Les circonstances entourant l’arrestation et l’inculpation de hauts dirigeants de loukos
- Auteur(s) :
- Assemblée parlementaire
- Origine
- Discussion par l’Assemblée le 25 janvier 2005 (3e séance) (voir Doc. 10368, rapport de la commission des questions juridiques et des droits de l’homme, rapporteuse : Mme Leutheusser-Schnarrenberger). Texte adopté par l’Assemblée le 25 janvier 2005 (3e séance).
- Thesaurus
1. L’Assemblée parlementaire, réaffirmant son engagement en faveur de l’Etat de droit, qu’elle considère comme l’une des valeurs fondamentales du Conseil de l’Europe, est préoccupée par les lacunes du processus judiciaire en Fédération de Russie révélées par les affaires de plusieurs anciens dirigeants de Ioukos.
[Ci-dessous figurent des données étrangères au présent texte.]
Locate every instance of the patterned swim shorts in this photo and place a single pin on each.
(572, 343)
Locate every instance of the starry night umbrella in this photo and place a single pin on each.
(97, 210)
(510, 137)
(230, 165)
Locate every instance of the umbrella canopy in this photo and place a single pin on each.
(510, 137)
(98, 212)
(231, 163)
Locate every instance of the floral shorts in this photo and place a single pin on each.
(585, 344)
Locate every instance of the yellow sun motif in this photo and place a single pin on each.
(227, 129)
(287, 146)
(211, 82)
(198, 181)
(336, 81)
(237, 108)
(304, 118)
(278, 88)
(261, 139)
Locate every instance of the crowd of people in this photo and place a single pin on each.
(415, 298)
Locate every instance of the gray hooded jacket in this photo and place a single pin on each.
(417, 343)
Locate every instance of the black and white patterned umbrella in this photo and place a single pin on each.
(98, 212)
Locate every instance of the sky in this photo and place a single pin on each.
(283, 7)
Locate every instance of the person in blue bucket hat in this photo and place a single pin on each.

2. La prééminence du droit ne va pas sans un fonctionnement impartial et objectif des tribunaux et des procureurs, qui doivent être libres de toute influence indue exercée par d’autres pouvoirs au sein de l’Etat, ni sans le strict respect des dispositions de procédure garantissant les droits de l’accusé.
3. L’Etat de droit passe par l’égalité de tous devant la loi, indépendamment de la richesse ou de la puissance de chacun.
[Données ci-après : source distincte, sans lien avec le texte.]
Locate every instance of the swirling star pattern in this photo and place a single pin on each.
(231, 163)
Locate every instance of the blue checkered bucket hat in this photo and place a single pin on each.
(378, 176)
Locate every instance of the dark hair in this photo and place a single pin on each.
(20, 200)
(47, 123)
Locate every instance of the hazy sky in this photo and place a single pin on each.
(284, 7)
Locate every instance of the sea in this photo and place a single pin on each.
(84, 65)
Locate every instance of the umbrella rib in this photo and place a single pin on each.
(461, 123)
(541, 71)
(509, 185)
4. Le droit à un procès équitable, tel que garanti par l’article 6 de la Convention européenne des Droits de l’Homme (CEDH), inclut le droit à une audience équitable et publique par un tribunal indépendant et impartial établi par la loi, la présomption d’innocence ainsi que le temps et les moyens suffisants à la préparation de la défense. Un procès équitable requiert le respect des droits de la défense, du lien privilégié avocat-client, et de l’égalité des armes pour la défense et l’accusation.
5. Le caractère public des procédures judiciaires, tel que garanti par l’article 6 de la CEDH, est un élément important pour un procès équitable, dans l’intérêt de l’accusé, mais aussi du public en général et de sa confiance dans le bon fonctionnement de l’appareil judiciaire.
6. L’Assemblée souligne l’importance de l’indépendance du pouvoir judiciaire, et du statut indépendant des juges en particulier, et regrette que les réformes législatives introduites dans la Fédération de Russie en décembre 2001 et en mars 2002 n’aient pas mieux protégé les juges de toute influence indue de la part du pouvoir exécutif et les aient même rendus plus vulnérables. Des études récentes et des affaires extrêmement médiatisées ont révélé que les tribunaux sont encore très exposés à des influences inappropriées. L’Assemblée s’inquiète tout particulièrement des nouvelles propositions visant à accroître encore l’influence de l’administration présidentielle sur la Commission de qualification des juges.
7. Des faits qui laissent soupçonner de graves violations de procédures commises à l’encontre de MM. Khodorkovski, Lebedev et Pitchouguine, anciens hauts dirigeants de Ioukos, par différentes autorités policières et d’investigation, ont été corroborés durant les missions d’enquête, même si certaines allégations semblent avoir été exagérées par la défense. Dans l’ensemble, les conclusions remettent en question l’équité, l’impartialité et l’objectivité des autorités, qui semblent avoir agi de manière excessive, au mépris des droits fondamentaux de la défense garantis par le Code de procédure pénale russe et par la CEDH.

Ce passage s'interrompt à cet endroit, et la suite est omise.